The UNCTAD economists said Britain's total merchandise exports last year stood at around USD 450 billion, and that its exports to other EU countries accounted for about half of that amount.
The report was released as British Prime Minister Boris Johnson lost his working majority in parliament ahead of a showdown with rebel MPs over fears he is steering the country towards a no-deal Brexit next month, which could lead to a snap election within weeks.
"The nearing Brexit deadline, along with increased uncertainty on outcomes, is problematic for UK exporters," UNCTAD said in a statement, urging London to quickly seek policy solutions to provide at least short-term relief to the "Brexit crunch".

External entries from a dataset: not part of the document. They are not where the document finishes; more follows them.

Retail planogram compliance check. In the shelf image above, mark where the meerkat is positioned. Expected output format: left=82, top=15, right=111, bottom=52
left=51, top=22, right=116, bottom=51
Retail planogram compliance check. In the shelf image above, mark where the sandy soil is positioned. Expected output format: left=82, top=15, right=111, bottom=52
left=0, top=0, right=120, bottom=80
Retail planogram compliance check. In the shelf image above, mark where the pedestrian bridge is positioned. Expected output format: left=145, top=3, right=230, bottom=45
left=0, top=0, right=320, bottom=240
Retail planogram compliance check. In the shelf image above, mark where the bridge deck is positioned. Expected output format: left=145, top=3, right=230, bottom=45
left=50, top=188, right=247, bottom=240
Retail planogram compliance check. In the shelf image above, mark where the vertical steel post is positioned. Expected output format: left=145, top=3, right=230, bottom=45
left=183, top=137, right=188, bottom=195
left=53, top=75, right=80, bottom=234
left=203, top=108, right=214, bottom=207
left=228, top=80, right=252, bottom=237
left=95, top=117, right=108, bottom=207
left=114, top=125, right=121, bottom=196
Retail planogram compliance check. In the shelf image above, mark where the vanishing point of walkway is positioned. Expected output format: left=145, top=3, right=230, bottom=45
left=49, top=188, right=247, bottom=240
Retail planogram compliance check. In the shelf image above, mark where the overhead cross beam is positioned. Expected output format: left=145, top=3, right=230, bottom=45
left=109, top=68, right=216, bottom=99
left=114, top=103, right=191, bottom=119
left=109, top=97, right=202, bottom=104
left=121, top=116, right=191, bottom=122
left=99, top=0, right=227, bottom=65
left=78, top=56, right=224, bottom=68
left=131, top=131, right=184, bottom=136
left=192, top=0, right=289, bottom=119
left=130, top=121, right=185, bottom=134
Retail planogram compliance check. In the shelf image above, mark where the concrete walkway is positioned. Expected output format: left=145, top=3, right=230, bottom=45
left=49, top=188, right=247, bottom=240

The economists said that most of the British losses in the EU market would be concentrated in motor vehicles, which would take a $5-billion hit; meat and other animal products as well as the apparel and textile sector, which are both set to suffer losses of around $2 billion.

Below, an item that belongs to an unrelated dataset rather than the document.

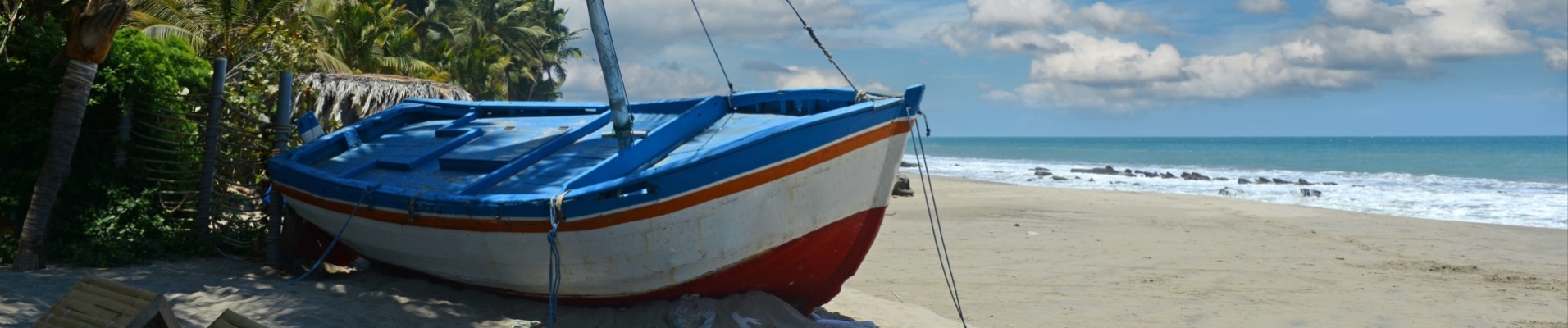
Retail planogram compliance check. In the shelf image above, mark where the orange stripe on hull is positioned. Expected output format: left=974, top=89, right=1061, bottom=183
left=276, top=121, right=909, bottom=232
left=360, top=207, right=887, bottom=314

At the same time, the report cautioned that British exporters also stand to take a significant hit on trade beyond the EU. Through its EU membership, Britain today is part of around 40 trade agreements offering members of the bloc preferential market access in about 70 countries.
"In the event of a no-deal Brexit, and in the absence of replacement agreements (rollover deals), the UK would abruptly lose preferential access to these markets and, by default, would have to export under World Trade Organization Most Favoured Nation (MFN) tariffs," the report said.
Most of Britain's exports beyond the EU go to countries that do not currently give preferential treatment to the bloc, including China and the United States.
But about 20 per cent of the country's non-EU exports are at risk of facing higher tariffs from countries such as Turkey, South Africa, Canada and Mexico, UNCTAD said, estimating that this could cost the British economy nearly USD 2 billion in exports.